1999年に出された4枚目のアルバムは、イギリスの詩人・画家のウィリアム・ブレイクの「天国と地獄の結婚」をテーマとしている。音楽性もインダストリアル的傾向が強くなり、いわゆるトリップ・ホップとなった。ところが、この作品の方向性を巡ってセンチュリー・メディアと対立。結果として、Rygg以外のメンバーは総入れ替えとなり、レーベルを離脱した上で自身が設立したJester Recordsからの発表となったが、作品は好評をもって迎え入れられた。以後、実験的な要素も含め、アルバム毎に音楽性を変えた作品をリリースしている。
「Messe I.X-VI.X」の製作時には、ヘンリク・グレツキの交響曲第3番、グスタフ・マーラーとグスターヴ・ホルスト、WhenやNurse with Woundのサウンドコラージュ、70年代のクラウトロックやシンセミュージック、アシュ・ラやアウトバーン、80年代のポップ・スコア、ジョン・カーペンターやTin Drum、テリー・ライリー、十字架のヨハネからの影響を語っている[2]。
メンバー
現在のメンバー
- Kristoffer Rygg (Vocal, Programming)[注 2]
- Tore Ylwizaker (Keyboards, Programming)
- Daniel O'Sullivan (Guitar, Bass, Keyboards)
- Jorn H. Svaren (Miscellaneous)
ディスコグラフィ
フルアルバム
- 1995年 Bergtatt Et Eventyr i 5 Capitrer (1st)[注 3]
- 1995年 Kveldssanger (2nd)
- 1996年 Nattens Madrigal (3rd)
- 1998年 Themes from William Blake's The Marriage of Heaven and Hell (4th)
- 2000年 Perdition City (5th)
- 2005年 Blood Inside (6th)
- 2007年 Shadows of The Sun (7th)
- 2011年 Wars of the Roses (8th)
- 2012年 Childhood's End (9th)[注 4]
- 2013年 Messe I.X-VI.X (10th)
- 2016年 Atgclvlsscap (11th)
- 2017年 The Assassination of Julius Caesar (12th)
- 2019年 Drone Activity
- 2020年 Flowers of Evil
- 2021年 Scary Muzak
- 2024年 Liminal Animals
その他
- 1993年 Vargnatt (デモ)
- 1999年 Metamorphosis (4曲入りEP)
- 2001年 Silence Teaches You How To Sing (EP、限定)

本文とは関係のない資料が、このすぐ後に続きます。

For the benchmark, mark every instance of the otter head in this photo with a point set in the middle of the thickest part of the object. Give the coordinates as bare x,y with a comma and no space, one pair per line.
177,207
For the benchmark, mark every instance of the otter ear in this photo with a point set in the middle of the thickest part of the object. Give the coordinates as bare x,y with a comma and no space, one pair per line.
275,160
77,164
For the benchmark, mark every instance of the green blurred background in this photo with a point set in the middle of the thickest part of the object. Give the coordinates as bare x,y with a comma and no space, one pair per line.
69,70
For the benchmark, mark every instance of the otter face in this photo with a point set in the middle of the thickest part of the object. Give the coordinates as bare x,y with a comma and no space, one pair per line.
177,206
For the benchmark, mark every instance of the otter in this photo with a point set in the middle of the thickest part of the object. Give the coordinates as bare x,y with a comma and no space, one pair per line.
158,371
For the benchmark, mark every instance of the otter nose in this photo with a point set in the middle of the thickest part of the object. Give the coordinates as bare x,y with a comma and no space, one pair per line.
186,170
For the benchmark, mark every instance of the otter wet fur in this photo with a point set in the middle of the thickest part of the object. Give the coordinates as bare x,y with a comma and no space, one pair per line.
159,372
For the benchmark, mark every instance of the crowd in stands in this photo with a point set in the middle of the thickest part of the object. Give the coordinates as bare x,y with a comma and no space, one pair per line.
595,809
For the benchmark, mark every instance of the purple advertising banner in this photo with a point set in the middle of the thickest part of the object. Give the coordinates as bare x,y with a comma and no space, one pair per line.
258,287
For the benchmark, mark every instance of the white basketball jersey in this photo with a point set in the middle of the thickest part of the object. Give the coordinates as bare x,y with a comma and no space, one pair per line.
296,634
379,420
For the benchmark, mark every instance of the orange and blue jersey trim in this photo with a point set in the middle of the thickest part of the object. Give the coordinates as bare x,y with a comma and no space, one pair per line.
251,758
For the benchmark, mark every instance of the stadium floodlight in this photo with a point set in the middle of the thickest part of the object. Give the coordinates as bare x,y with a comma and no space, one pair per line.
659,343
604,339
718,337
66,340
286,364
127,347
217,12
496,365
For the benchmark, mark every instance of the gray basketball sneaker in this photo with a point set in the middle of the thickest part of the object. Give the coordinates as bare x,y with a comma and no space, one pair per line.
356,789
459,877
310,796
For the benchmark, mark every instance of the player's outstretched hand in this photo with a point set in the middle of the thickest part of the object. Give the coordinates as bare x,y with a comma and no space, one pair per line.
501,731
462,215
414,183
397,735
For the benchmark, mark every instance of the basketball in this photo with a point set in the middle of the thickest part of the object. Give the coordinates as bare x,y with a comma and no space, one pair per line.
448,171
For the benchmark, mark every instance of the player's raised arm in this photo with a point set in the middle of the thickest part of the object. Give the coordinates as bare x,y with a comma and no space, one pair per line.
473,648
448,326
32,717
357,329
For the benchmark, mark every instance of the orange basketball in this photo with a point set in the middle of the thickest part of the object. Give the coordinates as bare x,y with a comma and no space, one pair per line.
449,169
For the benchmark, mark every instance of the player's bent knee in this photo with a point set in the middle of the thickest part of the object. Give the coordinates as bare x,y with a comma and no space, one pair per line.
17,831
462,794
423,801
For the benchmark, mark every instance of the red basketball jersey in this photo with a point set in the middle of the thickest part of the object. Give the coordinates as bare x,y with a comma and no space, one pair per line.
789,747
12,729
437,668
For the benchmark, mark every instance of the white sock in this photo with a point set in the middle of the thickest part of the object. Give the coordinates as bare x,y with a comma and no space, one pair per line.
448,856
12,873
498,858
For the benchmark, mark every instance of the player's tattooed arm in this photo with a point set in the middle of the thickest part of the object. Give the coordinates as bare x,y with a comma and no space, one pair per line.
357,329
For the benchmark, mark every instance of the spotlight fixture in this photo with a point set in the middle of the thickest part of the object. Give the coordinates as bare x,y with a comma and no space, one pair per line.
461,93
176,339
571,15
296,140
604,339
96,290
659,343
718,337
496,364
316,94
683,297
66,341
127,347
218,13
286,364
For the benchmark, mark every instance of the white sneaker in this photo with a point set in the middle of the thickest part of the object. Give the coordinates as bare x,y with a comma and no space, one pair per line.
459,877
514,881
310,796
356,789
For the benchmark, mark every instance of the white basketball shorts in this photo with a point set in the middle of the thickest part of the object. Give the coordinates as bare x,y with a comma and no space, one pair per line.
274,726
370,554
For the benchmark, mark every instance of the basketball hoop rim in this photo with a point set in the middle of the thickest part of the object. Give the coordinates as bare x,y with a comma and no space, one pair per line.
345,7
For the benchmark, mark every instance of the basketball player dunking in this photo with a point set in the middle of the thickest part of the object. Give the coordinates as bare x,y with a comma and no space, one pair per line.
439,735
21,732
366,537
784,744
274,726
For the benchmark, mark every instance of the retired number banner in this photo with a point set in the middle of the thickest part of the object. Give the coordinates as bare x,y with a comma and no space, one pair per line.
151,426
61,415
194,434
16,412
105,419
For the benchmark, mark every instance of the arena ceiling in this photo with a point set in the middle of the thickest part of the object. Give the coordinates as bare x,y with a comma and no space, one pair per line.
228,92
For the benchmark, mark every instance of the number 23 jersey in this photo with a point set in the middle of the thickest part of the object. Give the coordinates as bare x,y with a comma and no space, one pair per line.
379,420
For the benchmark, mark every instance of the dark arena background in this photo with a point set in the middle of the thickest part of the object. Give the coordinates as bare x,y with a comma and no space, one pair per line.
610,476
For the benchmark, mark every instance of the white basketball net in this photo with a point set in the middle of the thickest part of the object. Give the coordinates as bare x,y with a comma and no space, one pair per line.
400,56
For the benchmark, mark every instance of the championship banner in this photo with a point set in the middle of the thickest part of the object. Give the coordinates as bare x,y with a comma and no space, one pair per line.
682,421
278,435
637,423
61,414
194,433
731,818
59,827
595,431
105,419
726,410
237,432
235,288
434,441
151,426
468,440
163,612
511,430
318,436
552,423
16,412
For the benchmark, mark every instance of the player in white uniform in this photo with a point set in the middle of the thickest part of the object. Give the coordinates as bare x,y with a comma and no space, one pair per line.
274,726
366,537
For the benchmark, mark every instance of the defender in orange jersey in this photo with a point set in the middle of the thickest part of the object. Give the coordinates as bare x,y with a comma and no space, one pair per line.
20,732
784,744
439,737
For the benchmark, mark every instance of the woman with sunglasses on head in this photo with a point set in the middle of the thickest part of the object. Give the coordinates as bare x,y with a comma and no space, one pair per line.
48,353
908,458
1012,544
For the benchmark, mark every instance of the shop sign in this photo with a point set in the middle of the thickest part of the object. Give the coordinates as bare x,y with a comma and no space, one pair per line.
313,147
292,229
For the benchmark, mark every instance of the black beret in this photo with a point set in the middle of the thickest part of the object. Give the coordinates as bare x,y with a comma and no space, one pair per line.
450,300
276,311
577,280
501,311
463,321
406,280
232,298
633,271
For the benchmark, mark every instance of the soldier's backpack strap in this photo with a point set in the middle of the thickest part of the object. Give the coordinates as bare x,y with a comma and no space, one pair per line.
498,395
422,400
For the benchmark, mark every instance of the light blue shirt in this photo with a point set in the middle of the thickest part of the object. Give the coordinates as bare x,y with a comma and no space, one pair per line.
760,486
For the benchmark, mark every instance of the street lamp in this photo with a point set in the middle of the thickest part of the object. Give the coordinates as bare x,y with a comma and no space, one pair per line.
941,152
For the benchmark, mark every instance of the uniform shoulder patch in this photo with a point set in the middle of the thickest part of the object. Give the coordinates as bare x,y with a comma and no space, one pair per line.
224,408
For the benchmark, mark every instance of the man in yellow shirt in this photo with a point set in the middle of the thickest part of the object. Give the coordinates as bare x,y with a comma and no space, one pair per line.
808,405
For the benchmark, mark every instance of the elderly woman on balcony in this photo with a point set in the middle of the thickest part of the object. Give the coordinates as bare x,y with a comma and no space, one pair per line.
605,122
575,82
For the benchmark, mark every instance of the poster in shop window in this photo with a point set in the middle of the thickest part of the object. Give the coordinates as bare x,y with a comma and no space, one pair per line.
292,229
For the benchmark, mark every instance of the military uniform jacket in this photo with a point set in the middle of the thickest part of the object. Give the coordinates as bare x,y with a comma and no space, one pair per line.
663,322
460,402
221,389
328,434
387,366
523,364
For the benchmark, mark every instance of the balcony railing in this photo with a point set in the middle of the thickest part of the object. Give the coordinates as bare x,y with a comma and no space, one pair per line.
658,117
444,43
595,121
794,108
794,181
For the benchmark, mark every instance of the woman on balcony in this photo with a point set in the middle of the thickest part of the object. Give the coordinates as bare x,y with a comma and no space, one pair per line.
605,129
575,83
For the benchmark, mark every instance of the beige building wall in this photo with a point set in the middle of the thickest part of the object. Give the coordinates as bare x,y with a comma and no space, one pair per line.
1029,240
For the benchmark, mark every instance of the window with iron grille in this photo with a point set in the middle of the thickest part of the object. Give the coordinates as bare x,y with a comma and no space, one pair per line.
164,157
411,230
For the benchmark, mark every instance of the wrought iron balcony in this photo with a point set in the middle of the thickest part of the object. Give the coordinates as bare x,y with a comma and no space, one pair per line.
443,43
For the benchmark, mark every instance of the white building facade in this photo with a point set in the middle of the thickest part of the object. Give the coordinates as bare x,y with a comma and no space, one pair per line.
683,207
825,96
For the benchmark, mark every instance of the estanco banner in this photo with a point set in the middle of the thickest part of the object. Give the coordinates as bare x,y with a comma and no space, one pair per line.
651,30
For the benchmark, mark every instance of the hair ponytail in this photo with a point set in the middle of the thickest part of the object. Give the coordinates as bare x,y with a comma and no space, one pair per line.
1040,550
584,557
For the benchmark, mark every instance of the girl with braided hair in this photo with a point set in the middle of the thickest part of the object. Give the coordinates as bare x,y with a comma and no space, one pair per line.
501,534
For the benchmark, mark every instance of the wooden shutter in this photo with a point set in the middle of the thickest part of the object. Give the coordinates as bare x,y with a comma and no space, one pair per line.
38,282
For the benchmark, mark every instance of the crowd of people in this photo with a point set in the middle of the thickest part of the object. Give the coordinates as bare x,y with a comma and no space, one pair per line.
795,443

- 2001年 Silencing The Singing (EP、限定)
- 2002年 Lyckantropen Themes (サウンドトラック)
- 2003年 1993-2003: 1st Decade In The Machines (リミックス)
- 2003年 A quick fix of Melancholy (4曲入りEP)
- 2003年 Svidd Neger (サウンドトラック)
- 2011年 The Norwegian National Opera (ライブDVD)
- 2013年 Live at Roadburn (ライブ・アルバム)
脚注
注釈
- ^ Sunn O)))との共作 『テレストリアルズ』(2014年)の日本盤に見られる。
- ^ 初期から順にGarm、G. Wolf、Trickster G、Fiery G. Maelstrom、God Headなど多数の変名を用いている。アークチュラス、Borknagarにも在籍した。
- ^ Bergtattとはノルウェーの民話で使われる単語で、トロールや他の神話的生物によって山に迷い込んでしまうことである。
- ^ 60年代ロックのカバー集である。